R: Le informazioni ufficiali sul prodotto rilevano che il medicinale è stato associato a elevazioni temporanee degli enzimi epatici e, in rari casi, a lesioni epatiche. La necessità di monitoraggio si basa sul potenziale di tali elevazioni.


D: Calcibloc è considerato sicuro per le persone con asma o altri problemi respiratori?

R: La ricerca normativa indica che questo medicinale generalmente non causa effetti avversi sulla funzione polmonare (respirazione). La ricerca ufficiale generalmente indica nessun effetto avverso sulla funzione polmonare in pazienti con condizioni come l'asma.


D: Quali sono gli avvertimenti ufficiali relativi all'interruzione improvvisa di Calcibloc?

R: Gli avvertimenti ufficiali stabiliscono che l'interruzione brusca del medicinale dopo un uso prolungato è sconsigliata. Questa pratica può portare a ipertensione di rimbalzo (un rapido aumento della pressione sanguigna) o a un aumento dei sintomi dell'angina.


D: Quali precauzioni devono essere prese se una persona è in programma per un intervento chirurgico mentre assume Calcibloc?

R: I documenti ufficiali riportano casi specifici di ipotensione grave (pressione sanguigna molto bassa) quando il medicinale viene utilizzato con certi agenti anestetici durante le procedure chirurgiche. I documenti ufficiali sottolineano l'importanza di informare l'équipe chirurgica riguardo a questo medicinale.

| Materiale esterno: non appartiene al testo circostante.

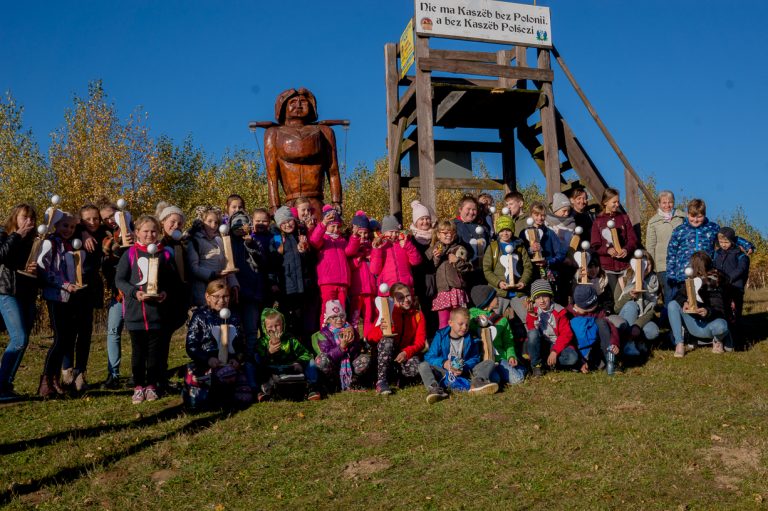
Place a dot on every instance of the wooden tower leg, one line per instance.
(426, 144)
(549, 132)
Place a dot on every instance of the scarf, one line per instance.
(423, 237)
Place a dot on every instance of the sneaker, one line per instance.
(81, 384)
(150, 393)
(435, 394)
(480, 387)
(138, 395)
(382, 388)
(111, 383)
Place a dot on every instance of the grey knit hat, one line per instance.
(282, 215)
(541, 287)
(389, 223)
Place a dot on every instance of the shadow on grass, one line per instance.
(163, 415)
(69, 474)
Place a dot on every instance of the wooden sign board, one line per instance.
(484, 20)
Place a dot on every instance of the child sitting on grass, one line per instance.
(549, 332)
(504, 354)
(454, 351)
(276, 353)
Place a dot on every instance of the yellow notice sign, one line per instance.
(406, 49)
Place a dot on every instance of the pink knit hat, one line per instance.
(333, 308)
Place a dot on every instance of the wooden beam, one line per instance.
(549, 132)
(475, 68)
(447, 103)
(455, 183)
(394, 132)
(425, 125)
(628, 166)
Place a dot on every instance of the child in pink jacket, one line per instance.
(393, 255)
(362, 284)
(332, 252)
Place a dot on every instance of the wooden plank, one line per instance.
(447, 103)
(522, 60)
(549, 132)
(455, 183)
(393, 139)
(509, 171)
(628, 166)
(424, 125)
(475, 68)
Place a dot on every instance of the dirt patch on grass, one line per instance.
(365, 468)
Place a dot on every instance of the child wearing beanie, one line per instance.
(549, 332)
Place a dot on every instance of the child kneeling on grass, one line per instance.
(277, 355)
(400, 355)
(596, 337)
(340, 351)
(210, 380)
(549, 332)
(508, 369)
(454, 352)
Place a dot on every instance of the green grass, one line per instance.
(673, 434)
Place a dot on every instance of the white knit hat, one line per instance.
(333, 308)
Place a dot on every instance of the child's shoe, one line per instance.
(138, 395)
(479, 387)
(150, 393)
(382, 388)
(435, 394)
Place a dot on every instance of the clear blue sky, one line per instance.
(682, 85)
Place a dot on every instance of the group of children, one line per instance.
(295, 305)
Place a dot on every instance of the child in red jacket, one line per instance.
(332, 250)
(400, 354)
(549, 333)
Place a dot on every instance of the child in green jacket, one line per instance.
(484, 315)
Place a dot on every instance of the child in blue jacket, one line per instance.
(454, 350)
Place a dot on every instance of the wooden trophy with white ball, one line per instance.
(77, 261)
(584, 263)
(637, 267)
(153, 269)
(178, 255)
(226, 241)
(533, 237)
(576, 239)
(614, 235)
(42, 232)
(690, 291)
(224, 314)
(486, 337)
(384, 304)
(122, 219)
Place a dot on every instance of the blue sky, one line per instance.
(681, 85)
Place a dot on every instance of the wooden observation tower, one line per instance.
(508, 93)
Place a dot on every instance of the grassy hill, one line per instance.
(673, 434)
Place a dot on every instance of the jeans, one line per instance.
(114, 332)
(698, 327)
(430, 373)
(630, 312)
(539, 347)
(18, 317)
(508, 374)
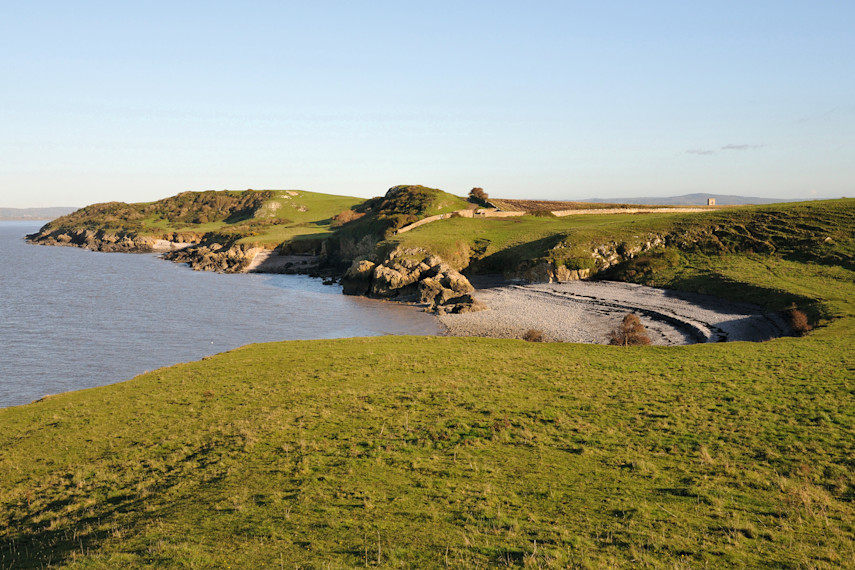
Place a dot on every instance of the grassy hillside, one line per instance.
(449, 452)
(822, 231)
(265, 217)
(427, 452)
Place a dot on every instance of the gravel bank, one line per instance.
(585, 311)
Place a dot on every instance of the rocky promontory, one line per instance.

D: Calcibloc può influenzare i livelli di zucchero nel sangue per una persona senza diabete?

R: I documenti ufficiali rilevano che il medicinale può influenzare la secrezione di insulina nei pazienti con diabete di Tipo 2 esistente a livelli elevati di glucosio. Non esiste un avvertimento generale nei documenti ufficiali per i cambiamenti dello zucchero nel sangue negli individui non diabetici.

Come deve essere conservato e smaltito Calcibloc?

Come conservare ed eliminare Calcibloc (Nifedipina)

Calcibloc deve essere conservato in modo rigoroso secondo gli standard normativi per garantirne l'integrità.

Requisiti di Conservazione

Condizione Requisito
Temperatura Conservare a temperatura ambiente controllata ( 20°C - 25°C), lontano da calore eccessivo.
Protezione Proteggere dalla luce e dall'umidità.
Contenitore Mantenere nel contenitore originale, ben chiuso.
Sicurezza Conservare fuori dalla vista e dalla portata dei bambini.

Smaltimento

Smaltire il Calcibloc inutilizzato o scaduto consultando un farmacista o un'azienda locale per lo smaltimento dei rifiuti. Non gettare il medicinale nel WC o versarlo in uno scarico a meno che non sia specificamente indicato nelle etichette ufficiali.

Attenzione! Consultare sempre un medico o un farmacista prima di utilizzare pillole o medicinali.